Mark's career path has brought him here via a much more circuitous route.

"It's all bound up with Kent Opera," he settles down to tell me. "One of the productions on which I was the assistant conductor with Kent Opera in the early 80s was a Barber of Seville conducted by Arnold Ostman, who came in as a guest conductor with the company.

"He asked if I'd like to come out to Drottningholm, as he needed a repetiteur. So I came out here, shortly after I'd been working at the Opera House in Nice as assistant conductor.

"For domestic reasons, it became a bit difficult to commute between Nice and Stockholm, as we had a young family and so on.

"So I felt, 'you've got to stop, you've got to settle down somewhere for the next few years'.

"A job at the Opera School here in Stockholm as a coach opened up, and that meant that there was a reason to be able to stay here during the winter months (the opera-house only functions in the summer).

"So from 1989 to 1996 I was based here in Sweden, and worked a lot as Ostman's assistant. Then he actually left Drottningholm and I stayed on for a year or two. Then I also left for family reasons in 1996, because we wanted our children to have the experience of living in England, otherwise they wouldn't know why they're English.

"My wife is English (a musicologist called Ruth Tatlow who writes books on Bach). We moved back to England in 1996, when I was appointed director of music at St Paul's School in London.

"It's a school noted for the arts, and it was a great privilege to work at that very high level."

That high level became even higher during Mark's time there, when he presided over the construction of the much-acclaimed Wathen Hall, the school's own concert hall.

"As I'd grown up on building sites. I was able to discuss materials and techniques with the men," he smiles.

"Inaugural concerts were given by the pianists Murray Perahia and Radu Lupu, the violinist Maxim Vengerov and the cellist Stephen Isserlis. Benjamin Zander, the conductor, performed the actual opening ceremony."
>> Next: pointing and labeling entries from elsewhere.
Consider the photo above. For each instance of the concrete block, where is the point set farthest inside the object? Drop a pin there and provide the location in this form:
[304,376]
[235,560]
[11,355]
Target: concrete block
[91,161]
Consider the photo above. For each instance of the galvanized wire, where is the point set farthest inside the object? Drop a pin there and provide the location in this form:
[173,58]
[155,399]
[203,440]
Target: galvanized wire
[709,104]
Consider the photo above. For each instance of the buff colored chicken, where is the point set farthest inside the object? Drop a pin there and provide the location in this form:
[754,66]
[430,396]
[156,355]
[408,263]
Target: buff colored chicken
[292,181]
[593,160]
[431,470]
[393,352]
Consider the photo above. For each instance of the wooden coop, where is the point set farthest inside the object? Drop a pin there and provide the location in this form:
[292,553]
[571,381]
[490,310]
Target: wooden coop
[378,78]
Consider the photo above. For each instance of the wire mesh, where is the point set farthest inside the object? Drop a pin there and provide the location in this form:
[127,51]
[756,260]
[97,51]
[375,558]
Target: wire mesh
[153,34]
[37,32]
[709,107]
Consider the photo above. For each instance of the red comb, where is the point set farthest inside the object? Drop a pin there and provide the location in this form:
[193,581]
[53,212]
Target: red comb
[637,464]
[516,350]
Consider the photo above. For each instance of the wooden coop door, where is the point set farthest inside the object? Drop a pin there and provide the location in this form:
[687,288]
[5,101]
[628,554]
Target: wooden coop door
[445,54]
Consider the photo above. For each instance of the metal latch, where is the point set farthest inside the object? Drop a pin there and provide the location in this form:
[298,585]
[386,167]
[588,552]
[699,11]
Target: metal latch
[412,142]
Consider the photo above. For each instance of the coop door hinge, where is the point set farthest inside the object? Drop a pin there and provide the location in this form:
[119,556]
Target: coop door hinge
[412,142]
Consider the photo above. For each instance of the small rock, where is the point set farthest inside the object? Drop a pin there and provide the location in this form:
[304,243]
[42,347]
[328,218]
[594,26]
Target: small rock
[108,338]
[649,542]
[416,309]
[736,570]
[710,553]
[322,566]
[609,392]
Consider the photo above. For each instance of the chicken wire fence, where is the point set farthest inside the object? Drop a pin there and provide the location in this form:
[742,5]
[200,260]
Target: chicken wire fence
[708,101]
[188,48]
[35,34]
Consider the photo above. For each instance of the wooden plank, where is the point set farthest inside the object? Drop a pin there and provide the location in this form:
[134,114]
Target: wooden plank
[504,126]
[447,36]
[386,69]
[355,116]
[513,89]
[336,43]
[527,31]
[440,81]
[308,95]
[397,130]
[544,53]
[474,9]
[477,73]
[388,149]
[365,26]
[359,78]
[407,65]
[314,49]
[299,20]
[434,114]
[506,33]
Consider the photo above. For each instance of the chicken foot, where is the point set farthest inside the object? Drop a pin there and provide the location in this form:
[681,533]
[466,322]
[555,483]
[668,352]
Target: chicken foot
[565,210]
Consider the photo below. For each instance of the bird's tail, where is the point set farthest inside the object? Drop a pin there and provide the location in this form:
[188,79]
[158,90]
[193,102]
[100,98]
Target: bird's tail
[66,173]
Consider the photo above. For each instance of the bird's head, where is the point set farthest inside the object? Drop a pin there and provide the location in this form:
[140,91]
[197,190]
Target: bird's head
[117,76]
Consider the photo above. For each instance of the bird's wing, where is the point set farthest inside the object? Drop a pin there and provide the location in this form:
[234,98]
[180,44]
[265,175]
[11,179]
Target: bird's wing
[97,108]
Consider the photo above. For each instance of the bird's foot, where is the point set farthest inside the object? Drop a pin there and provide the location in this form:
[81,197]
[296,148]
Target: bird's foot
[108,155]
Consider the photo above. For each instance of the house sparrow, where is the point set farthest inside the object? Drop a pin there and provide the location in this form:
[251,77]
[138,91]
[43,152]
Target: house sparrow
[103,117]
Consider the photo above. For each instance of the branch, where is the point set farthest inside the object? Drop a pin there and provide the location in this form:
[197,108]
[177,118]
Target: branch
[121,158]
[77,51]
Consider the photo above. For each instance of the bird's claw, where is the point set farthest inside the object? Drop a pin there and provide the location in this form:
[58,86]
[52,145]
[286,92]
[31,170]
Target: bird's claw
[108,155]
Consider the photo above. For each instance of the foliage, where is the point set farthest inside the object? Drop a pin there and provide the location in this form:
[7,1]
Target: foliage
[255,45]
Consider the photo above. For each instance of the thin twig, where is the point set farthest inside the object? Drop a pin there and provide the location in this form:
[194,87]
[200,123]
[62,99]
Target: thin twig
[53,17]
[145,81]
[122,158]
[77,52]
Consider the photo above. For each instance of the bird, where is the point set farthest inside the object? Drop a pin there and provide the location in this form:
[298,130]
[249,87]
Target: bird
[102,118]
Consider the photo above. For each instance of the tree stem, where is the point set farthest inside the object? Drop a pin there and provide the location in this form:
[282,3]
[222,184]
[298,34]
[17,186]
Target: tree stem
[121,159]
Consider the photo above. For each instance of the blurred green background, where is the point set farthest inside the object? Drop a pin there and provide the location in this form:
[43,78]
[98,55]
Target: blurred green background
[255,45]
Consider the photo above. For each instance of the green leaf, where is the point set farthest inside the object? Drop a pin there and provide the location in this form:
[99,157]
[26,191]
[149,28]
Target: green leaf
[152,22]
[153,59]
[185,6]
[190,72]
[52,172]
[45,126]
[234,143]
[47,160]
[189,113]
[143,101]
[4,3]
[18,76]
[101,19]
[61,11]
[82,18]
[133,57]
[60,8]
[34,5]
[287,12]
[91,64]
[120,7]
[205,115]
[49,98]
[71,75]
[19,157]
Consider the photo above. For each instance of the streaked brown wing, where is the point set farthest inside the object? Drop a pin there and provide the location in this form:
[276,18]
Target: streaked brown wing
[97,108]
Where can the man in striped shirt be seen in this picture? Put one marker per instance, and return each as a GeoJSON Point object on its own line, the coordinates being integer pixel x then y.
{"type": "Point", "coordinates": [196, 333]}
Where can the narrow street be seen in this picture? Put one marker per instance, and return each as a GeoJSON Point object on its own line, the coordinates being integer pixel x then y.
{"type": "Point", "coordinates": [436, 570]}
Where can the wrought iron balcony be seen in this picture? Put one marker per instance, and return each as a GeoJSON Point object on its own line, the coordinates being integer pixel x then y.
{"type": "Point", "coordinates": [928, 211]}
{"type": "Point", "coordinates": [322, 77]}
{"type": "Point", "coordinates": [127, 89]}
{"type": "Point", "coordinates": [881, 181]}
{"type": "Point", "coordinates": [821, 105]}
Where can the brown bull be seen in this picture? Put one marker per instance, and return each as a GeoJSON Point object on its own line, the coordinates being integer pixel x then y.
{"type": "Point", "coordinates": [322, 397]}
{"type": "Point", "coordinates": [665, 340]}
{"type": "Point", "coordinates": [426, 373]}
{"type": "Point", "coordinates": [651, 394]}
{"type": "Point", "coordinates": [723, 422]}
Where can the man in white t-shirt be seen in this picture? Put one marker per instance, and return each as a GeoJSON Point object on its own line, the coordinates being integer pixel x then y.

But Stockholm beckoned again, "and in 2003 I rather surprisingly moved back to Sweden, which was one of the exciting points of my life."

In 2002, Mark had been invited to take up the post of Professor of Musical Studies at the University College of Opera, Stockholm, and it made sense, again, for the family's sake, to consolidate their home in one place.

Ruth teaches at the university, and the Tatlow children are now back studying music in England.

Several of Mark's vocal students have strong links with Birmingham, coming here for undergraduate or post-graduate studies at the Conservatoire.

Indeed, one recent bass alumnus had been invited by him to sing in the production of Monteverdi's L'Orfeo, which I saw while I was at Drottningholm, but had already been snaf-fled for the summer - by Glyndebourne.

Mark also acts as artistic advisor to Scandinavia's only specialist music school, Lilla Akademien - the Junior Academy in Stockholm, and throughout our conversation is peppered with his conviction that music students in Sweden have to raise their standards of musical literacy.

"And music criticism in Scandinavia is very under-developed, too," he declares. "Critics seem to think it's the process through which the composer produces his work which is important, not what it actually contains as content."

Whatever the case, critics have been unanimous in their praise of Mark's work at Drottningholm.

Not only is he an inspiring and enthusiastic conductor, he is also a galvanising continuo player, bringing scholarly keyboard parts to life as they underpin vocal narration on this enthralling timewarp of a stage.

Stockholm is obviously offering a very happy home to this Wolverhampton wanderer.